J’appelle l’intersectionnalité un projet politique et non seulement une une théorie qui essaie de conceptualiser l’oppression sous de multiples angles : au lieu de voir l’oppression par axes uniques – le patriarcat, le capitalisme, le racisme –, on essaie de comprendre la manière dont ils s’entrecroisent et se renforcent mutuellement. Quand on essaie de combattre le sexisme sans combattre le classisme et le racisme, on va peut-être affaiblir un petit peu le patriarcat, mais on va faire grandir les autres formes d’oppression.

L’intersectionnalité, c’est combattre les discriminations au sein même des discriminations, combattre les inégalités au sein des inégalités, et rendre les minorités visibles au sein des minorités. En faisant ça, on affaiblit tous les systèmes d’oppression en même temps.

 

5 - Vous avez créé le Center for Intersectional Justice (CIJ) à Berlin avec lequel vous vous engagez pour que la discrimination intersectionnelle soit reconnue dans la jurisprudence, vous faites avancer la recherche dans ce domaine et vous proposez des formations. Vous revendiquez une approche explicitement européenne.
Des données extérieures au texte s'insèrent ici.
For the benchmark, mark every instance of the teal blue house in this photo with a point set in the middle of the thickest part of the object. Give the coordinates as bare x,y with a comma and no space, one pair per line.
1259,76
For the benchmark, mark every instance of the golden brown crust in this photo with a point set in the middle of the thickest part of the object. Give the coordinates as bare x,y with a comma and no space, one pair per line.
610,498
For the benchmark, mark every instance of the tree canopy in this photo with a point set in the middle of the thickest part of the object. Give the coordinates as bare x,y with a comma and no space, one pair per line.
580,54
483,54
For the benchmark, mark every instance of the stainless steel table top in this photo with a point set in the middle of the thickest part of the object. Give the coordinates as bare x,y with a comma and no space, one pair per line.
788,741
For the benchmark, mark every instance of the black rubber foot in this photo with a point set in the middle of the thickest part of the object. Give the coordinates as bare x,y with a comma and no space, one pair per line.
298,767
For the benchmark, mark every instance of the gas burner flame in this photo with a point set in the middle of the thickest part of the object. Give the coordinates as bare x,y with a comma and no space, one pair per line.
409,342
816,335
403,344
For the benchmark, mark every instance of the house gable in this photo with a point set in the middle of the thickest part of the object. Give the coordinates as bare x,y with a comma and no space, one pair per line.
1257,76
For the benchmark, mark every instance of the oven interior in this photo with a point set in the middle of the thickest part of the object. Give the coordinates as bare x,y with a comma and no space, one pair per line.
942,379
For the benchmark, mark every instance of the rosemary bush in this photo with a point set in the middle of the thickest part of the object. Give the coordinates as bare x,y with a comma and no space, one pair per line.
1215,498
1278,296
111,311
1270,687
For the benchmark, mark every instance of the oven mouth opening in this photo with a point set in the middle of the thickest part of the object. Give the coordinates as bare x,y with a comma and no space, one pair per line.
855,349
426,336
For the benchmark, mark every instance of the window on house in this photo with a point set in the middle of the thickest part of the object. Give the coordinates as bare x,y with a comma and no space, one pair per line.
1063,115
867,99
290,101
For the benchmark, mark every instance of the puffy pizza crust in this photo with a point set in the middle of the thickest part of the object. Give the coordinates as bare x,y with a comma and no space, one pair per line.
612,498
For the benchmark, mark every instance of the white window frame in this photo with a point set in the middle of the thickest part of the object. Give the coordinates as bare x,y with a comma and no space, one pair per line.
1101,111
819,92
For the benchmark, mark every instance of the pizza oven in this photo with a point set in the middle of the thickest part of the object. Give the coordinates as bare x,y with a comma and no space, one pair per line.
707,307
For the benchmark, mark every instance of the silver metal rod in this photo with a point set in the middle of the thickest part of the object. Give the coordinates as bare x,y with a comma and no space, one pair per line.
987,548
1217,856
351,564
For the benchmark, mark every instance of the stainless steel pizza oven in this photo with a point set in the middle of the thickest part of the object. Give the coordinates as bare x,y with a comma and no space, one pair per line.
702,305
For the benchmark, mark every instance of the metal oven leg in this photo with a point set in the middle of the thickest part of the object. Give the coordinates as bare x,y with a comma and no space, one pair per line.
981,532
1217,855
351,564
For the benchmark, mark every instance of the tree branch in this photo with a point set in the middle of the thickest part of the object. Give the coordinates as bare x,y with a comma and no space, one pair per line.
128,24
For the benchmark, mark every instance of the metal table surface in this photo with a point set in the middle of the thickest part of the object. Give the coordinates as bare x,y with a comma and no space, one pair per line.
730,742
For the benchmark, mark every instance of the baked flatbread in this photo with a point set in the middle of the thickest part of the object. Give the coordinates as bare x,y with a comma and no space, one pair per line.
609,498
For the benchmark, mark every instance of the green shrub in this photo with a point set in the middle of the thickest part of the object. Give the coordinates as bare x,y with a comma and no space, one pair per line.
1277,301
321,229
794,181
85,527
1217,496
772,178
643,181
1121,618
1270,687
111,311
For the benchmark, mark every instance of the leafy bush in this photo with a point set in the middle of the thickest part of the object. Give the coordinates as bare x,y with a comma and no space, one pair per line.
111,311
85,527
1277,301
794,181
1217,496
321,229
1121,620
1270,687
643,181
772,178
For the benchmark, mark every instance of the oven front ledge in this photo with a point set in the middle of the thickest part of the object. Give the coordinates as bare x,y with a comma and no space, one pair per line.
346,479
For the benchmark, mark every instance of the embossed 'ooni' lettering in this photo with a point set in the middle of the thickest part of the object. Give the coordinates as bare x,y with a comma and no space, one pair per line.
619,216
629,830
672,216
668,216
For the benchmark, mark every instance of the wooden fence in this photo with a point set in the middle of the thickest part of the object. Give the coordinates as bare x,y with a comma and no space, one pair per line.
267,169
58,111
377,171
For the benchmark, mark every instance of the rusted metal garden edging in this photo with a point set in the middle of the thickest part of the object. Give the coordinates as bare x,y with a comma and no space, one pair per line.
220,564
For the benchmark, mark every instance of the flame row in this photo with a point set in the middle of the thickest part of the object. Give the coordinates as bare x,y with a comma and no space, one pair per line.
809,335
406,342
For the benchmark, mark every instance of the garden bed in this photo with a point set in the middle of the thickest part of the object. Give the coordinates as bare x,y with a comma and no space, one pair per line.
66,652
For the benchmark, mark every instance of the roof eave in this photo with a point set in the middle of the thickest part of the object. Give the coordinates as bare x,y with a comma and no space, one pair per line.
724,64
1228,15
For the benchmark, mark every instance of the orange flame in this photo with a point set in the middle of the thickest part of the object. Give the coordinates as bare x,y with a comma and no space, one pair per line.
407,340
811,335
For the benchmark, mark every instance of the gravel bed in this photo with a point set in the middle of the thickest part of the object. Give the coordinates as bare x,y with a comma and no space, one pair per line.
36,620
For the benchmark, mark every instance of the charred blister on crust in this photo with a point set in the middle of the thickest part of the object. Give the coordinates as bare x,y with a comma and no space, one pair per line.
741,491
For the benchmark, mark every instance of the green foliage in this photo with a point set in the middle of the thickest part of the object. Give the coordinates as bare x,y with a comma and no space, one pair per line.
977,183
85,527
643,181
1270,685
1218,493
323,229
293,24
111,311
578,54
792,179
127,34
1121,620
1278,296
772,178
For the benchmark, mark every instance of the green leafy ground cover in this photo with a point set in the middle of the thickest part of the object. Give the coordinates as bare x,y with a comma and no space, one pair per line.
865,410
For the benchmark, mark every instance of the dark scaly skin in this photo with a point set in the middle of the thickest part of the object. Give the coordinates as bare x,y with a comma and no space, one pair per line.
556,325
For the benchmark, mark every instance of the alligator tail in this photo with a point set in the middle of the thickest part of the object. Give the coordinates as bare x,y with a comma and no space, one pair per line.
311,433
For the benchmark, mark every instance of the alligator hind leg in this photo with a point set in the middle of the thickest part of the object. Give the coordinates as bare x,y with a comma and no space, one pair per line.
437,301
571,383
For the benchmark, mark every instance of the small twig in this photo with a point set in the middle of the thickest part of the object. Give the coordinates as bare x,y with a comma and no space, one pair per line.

Pourquoi est-ce important pour vous ?

L’intersectionnalité a été principalement conceptualisée par des femmes Noires aux Etats-Unis. En créant le CIJ avec un focus européen, l’idée était de se réapproprier l’intersectionnalité dans un contexte européen : voir les spécificités du rapport au racisme, au colonialisme ou au patriarcat qui sont propres à nos pays européens – en ayant, évidemment, énormément de similitudes avec les Etats-Unis parce qu’il s’agit de systèmes globaux qui ont les mêmes racines, mais qui se sont matérialisés de manière distincte dans ces différents pays.


Emilia Roig (she/her) est la fondatrice et la directrice du Center for Intersectional Justice (CIJ) et autrice du livre « Why we matter. La fin de l’oppression ». Elle est maîtresse de conférences à l’Université DePaul de Chicago (Social Justice Study Abroad Programm) et enseigne la théorie de l’intersectionnalité, les études postcoloniales, la théorie critique de la race et le droit international et européen. De 2007 à 2010, elle a travaillé sur les droits de l’Homme chez l’organisation internationale du Travail (ILO) en Tanzanie et Uganda, chez l’organisation allemande pour la coopération internationale (GIZ) au Cambodge et chez Amnesty International en Allemagne. Elle a soutenu une thèse en sciences politiques, fait un Master of Public Policy et un MBA en droit international public. Elle est membre du jury pour le prix des ouvrages de non-fiction 2020 et faisait partie du jury du prix « 25 femmes » de la plateforme Edition F en 2019. En 2020, elle a été nommée Ashoka Fellow.